El andén de los besos perdidos

La ciudad estaba llena de gente. A cualquier hora cualquier día. Gente que se besaba, que iba y venía. Gente con prisa, que llegaba tarde. Siempre llegaba tarde. Tarde al trabajo, tarde al colegio, tarde a la facultad, tarde a una cita. Tarde. Los andenes de cada estación de metro estaban llenos de apresurados que se despedían o se saludaban sin saborear los besos, como si los besos fueran un excedente barato, poco cotizado de tanta oferta que había en el mercado. De vez en cuando, algún que otro raro coincidía con otra u otro raro y llegaban a tiempo de besarse fugazmente aderezando el beso con una pizca de pasión intempestiva. Eso sí, con prisa, que llegamos tarde. Se encontraban, se abrazaban con urgencia, se buscaban las bocas y se fundían durante un par de minutos intensos. Esto pasaba de vez en cuando.
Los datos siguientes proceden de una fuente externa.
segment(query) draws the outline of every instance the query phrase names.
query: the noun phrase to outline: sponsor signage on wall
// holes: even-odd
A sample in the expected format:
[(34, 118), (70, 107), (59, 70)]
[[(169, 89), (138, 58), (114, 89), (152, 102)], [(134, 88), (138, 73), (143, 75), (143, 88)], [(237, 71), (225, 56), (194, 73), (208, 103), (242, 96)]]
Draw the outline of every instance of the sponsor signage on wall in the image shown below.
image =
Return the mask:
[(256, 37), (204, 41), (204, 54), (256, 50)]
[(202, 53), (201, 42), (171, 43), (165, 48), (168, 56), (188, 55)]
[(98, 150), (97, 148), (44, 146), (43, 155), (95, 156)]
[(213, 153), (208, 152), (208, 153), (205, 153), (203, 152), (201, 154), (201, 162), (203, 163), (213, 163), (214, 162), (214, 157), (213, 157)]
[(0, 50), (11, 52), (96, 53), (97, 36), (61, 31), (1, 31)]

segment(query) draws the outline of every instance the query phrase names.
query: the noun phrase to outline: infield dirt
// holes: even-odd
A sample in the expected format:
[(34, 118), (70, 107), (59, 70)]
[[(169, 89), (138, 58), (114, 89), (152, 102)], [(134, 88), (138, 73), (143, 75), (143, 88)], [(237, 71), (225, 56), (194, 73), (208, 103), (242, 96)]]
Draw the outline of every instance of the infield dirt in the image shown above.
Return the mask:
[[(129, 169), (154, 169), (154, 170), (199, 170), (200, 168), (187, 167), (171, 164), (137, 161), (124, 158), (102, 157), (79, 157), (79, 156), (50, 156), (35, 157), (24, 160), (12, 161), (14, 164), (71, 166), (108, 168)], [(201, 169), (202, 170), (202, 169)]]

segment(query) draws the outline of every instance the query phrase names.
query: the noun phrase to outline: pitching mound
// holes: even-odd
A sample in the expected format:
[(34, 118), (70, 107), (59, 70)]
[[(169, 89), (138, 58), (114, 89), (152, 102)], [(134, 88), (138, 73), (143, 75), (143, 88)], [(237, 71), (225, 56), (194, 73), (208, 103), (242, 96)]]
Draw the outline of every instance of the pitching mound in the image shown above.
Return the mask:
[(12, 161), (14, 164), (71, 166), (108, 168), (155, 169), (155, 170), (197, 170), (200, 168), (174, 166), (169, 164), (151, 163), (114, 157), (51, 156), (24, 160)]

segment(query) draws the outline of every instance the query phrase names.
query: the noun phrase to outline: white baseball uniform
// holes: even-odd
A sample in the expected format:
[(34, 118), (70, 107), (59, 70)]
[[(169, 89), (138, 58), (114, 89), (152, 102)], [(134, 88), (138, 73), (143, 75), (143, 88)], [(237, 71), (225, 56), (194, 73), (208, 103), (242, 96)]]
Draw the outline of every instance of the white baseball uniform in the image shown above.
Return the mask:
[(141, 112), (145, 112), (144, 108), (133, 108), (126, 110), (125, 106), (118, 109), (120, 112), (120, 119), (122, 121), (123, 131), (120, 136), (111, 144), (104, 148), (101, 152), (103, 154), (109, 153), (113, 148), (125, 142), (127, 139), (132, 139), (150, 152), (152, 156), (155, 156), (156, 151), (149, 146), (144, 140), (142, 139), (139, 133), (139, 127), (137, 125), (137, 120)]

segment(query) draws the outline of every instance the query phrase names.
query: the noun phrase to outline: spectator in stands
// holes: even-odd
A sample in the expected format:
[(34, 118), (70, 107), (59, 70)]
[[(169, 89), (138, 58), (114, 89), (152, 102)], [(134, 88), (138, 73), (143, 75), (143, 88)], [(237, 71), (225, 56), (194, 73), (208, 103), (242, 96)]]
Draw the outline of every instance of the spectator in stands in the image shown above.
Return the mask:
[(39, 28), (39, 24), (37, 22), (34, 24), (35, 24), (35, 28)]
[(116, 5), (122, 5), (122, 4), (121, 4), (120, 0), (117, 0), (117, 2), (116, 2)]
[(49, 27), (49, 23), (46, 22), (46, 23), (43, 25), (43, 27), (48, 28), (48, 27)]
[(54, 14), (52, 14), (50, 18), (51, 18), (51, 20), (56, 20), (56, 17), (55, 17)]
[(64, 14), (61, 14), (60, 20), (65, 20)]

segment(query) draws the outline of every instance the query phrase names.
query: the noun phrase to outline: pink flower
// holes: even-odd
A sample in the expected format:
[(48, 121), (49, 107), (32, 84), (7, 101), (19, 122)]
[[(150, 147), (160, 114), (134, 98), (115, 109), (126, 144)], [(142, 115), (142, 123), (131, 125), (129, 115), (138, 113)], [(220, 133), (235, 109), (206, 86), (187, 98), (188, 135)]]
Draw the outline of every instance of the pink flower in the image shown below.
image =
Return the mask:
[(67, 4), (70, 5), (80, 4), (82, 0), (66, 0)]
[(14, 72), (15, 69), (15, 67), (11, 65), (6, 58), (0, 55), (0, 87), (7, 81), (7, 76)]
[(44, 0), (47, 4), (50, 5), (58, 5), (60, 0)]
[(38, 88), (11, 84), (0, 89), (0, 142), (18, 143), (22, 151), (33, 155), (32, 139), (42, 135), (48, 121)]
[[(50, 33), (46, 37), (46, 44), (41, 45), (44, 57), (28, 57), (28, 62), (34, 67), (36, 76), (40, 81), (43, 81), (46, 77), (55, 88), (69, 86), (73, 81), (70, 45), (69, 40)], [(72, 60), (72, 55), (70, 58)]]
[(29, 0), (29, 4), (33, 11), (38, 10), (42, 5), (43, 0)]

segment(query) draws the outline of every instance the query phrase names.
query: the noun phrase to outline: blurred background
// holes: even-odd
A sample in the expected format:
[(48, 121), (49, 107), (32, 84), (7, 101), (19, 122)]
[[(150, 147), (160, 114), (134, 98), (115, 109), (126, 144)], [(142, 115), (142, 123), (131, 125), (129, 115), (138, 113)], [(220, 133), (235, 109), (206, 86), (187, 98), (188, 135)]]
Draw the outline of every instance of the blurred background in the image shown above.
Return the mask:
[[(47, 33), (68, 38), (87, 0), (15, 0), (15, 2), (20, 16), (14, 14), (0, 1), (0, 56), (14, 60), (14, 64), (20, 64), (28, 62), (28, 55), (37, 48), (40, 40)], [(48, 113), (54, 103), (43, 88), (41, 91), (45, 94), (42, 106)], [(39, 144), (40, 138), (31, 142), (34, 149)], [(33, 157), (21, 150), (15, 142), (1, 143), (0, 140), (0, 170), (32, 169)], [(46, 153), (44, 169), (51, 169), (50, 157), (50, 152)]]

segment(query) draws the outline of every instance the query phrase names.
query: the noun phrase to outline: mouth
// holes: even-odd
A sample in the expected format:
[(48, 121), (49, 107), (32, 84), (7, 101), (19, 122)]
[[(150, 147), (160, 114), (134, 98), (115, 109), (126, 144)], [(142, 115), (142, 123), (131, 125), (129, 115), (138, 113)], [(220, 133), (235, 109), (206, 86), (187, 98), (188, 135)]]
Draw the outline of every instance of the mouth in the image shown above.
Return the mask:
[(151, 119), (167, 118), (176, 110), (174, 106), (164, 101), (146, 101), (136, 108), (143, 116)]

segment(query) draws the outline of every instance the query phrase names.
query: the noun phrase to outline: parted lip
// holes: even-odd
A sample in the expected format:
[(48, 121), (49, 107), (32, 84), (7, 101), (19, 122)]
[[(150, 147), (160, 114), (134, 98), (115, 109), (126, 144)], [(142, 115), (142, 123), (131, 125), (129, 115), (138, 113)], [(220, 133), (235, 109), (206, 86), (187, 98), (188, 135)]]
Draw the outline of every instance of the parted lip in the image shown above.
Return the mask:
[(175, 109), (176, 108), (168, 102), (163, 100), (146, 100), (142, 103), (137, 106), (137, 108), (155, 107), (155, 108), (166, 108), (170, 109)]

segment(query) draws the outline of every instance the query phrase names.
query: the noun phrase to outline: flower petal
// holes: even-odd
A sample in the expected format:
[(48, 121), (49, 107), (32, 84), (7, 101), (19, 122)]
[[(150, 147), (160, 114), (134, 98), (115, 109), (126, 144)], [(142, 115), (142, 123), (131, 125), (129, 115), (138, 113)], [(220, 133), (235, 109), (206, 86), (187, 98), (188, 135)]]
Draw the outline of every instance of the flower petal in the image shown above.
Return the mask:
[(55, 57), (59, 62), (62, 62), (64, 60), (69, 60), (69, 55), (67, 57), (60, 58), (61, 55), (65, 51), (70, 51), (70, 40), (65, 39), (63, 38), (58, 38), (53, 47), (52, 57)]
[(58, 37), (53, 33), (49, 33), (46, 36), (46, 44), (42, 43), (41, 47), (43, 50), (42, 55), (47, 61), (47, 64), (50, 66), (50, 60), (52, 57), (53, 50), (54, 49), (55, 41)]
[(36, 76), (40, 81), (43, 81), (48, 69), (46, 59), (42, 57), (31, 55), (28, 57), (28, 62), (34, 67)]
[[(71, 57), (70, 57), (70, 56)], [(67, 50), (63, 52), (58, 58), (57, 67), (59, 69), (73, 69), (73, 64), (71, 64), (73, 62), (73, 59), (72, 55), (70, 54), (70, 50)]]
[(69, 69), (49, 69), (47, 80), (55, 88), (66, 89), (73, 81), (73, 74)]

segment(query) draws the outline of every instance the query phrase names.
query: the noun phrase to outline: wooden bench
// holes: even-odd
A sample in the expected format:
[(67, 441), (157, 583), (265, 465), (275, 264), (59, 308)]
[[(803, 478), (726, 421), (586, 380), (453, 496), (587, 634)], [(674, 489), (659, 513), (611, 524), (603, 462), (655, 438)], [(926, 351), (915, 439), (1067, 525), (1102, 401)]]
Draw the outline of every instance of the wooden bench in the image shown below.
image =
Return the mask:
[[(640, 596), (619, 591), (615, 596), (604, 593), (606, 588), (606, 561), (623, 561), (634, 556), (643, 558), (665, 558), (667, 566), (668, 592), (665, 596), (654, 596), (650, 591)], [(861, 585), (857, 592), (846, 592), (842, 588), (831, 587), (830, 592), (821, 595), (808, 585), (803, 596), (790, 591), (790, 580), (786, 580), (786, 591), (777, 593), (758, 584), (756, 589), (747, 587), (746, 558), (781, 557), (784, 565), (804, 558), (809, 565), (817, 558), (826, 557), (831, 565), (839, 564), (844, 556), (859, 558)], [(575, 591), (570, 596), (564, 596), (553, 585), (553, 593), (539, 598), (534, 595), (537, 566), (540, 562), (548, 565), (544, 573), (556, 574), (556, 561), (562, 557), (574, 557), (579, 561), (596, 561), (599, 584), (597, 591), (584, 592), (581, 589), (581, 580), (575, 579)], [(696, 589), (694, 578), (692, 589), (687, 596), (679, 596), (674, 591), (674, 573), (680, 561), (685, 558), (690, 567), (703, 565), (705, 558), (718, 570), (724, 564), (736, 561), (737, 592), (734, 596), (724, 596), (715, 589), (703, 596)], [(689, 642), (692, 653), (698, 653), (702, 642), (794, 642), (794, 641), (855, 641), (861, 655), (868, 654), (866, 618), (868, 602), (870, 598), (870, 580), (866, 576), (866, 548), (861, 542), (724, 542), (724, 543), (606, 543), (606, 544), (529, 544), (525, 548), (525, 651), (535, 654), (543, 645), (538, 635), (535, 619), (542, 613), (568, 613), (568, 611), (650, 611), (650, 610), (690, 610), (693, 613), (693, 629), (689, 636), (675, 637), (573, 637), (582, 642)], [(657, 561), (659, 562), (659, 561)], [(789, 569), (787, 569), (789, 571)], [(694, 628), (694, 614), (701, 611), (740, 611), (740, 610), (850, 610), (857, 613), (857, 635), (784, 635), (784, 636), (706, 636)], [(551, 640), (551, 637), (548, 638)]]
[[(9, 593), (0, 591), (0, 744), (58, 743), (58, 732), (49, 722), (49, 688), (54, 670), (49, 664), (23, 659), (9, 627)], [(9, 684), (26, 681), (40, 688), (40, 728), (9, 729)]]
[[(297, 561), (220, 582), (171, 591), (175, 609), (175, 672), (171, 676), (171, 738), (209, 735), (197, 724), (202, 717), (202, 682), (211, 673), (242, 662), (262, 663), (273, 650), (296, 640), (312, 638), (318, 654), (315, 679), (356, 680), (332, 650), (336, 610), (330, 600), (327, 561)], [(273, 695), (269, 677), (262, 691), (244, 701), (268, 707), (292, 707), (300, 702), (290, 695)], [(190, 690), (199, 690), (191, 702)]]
Sólo un par de minutos eternos. Que paraban el tiempo. Pero inevitablemente la ciudad proseguía con su exigencia implacable. Un día comenzó a ser extraño aquello. Ahora ya es casi un milagro. Tanto que cuando sucede la comunión de dos labios, siempre hay alguien que detiene el paso y mirando se acuerda de cuando tuvo oportunidad de disfrutar de ese amor verdadero que duró lo que tarda en llegar el siguiente tren. Y se arrepiente de haberlo cogido. De no haberse quedado para siempre en aquel andén, en aquel beso.